When the atmosphere in that sickroom became too claustrophobic to bear, they took to going on long walks around the lakeshore. Sometimes Caspar would come with them; more often he would stay and talk with César. For all their differences in temperament, he and César got on like twins.
Nora knew exactly what was happening to John—knew from the way his conversation kept going back over the circumstances of Abigail’s own birth and his relief at her, Nora’s, eventual recovery. But she felt unable to help him turn these memories into a springboard for the plunge back into her life, despite her almost desperate longing for him. Once before, the best part of twenty years ago, he had broken down and begged her to let him back and she had agreed, rapturously thinking he intended to give up his mistress, Charity, and their children; but he had been labouring under the opposite delusion—that she would agree to share him with Charity. This time (if there was to be a this time) she would say nothing until he spoke.

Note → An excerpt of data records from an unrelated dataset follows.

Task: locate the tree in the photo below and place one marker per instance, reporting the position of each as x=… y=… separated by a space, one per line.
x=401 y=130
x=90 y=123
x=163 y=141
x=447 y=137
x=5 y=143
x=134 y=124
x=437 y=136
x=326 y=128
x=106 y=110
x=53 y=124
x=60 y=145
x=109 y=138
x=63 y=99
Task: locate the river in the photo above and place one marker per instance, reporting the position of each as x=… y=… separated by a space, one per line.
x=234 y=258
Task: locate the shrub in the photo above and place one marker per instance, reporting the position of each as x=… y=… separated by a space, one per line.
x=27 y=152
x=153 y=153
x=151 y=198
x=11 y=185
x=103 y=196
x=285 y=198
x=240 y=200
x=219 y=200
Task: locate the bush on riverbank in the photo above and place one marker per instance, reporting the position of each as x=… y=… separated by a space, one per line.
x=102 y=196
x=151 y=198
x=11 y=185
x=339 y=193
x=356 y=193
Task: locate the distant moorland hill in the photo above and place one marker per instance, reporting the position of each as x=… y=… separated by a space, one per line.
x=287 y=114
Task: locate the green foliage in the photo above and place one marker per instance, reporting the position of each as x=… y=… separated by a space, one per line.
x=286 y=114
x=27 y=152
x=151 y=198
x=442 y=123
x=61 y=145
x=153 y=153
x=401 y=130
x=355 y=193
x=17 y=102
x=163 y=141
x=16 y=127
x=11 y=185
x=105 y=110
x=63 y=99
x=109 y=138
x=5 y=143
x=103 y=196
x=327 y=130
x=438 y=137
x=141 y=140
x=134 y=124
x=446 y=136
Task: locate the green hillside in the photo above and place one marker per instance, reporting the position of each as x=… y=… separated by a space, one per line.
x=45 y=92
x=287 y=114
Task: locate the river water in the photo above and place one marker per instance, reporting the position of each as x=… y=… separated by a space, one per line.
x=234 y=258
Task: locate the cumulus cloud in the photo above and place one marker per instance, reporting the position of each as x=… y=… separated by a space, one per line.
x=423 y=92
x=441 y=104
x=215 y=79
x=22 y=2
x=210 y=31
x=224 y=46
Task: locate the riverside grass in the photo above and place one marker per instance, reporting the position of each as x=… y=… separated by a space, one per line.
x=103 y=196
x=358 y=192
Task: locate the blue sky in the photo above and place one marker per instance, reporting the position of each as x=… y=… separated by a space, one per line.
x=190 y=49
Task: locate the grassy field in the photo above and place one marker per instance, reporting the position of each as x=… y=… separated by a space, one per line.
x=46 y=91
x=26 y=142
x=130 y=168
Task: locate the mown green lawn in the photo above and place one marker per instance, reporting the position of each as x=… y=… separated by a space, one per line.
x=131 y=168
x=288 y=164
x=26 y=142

Not until the eighth week of Abigail’s illness, when César dared to hold out some crumbs of hope, did John begin to make even the first overtures. “I’m near seventy,” he said, apropos nothing. And then, as if to belie the words, he hurled a pebble far out into the lake.
Nora watched the ripples spread. “Eay, what’s this then?” she asked in broad Yorkshire. “Second childhood?”
He looked at her askance. “What do’st mean?” he answered. He had not spoken to her in their native dialect for years. It held a special richness, not to be squandered on trivial moments.
“When thou were forty,” she said, “it were all ‘hush of life’ with thee. I never thought thou’d make it to sixty.”
He hurled another stone, and another. The ripples became enmeshed. “Eay, Nora,” he said. “We’ve seen some times, thee and me.”
She said nothing and shortly afterward they returned to the villa. But from that moment on, she knew it was a matter of time only. Somehow this idle little exchange had contrived an obscure breach in the wall that divided them. Inexorably the rest of its fabric would now fall.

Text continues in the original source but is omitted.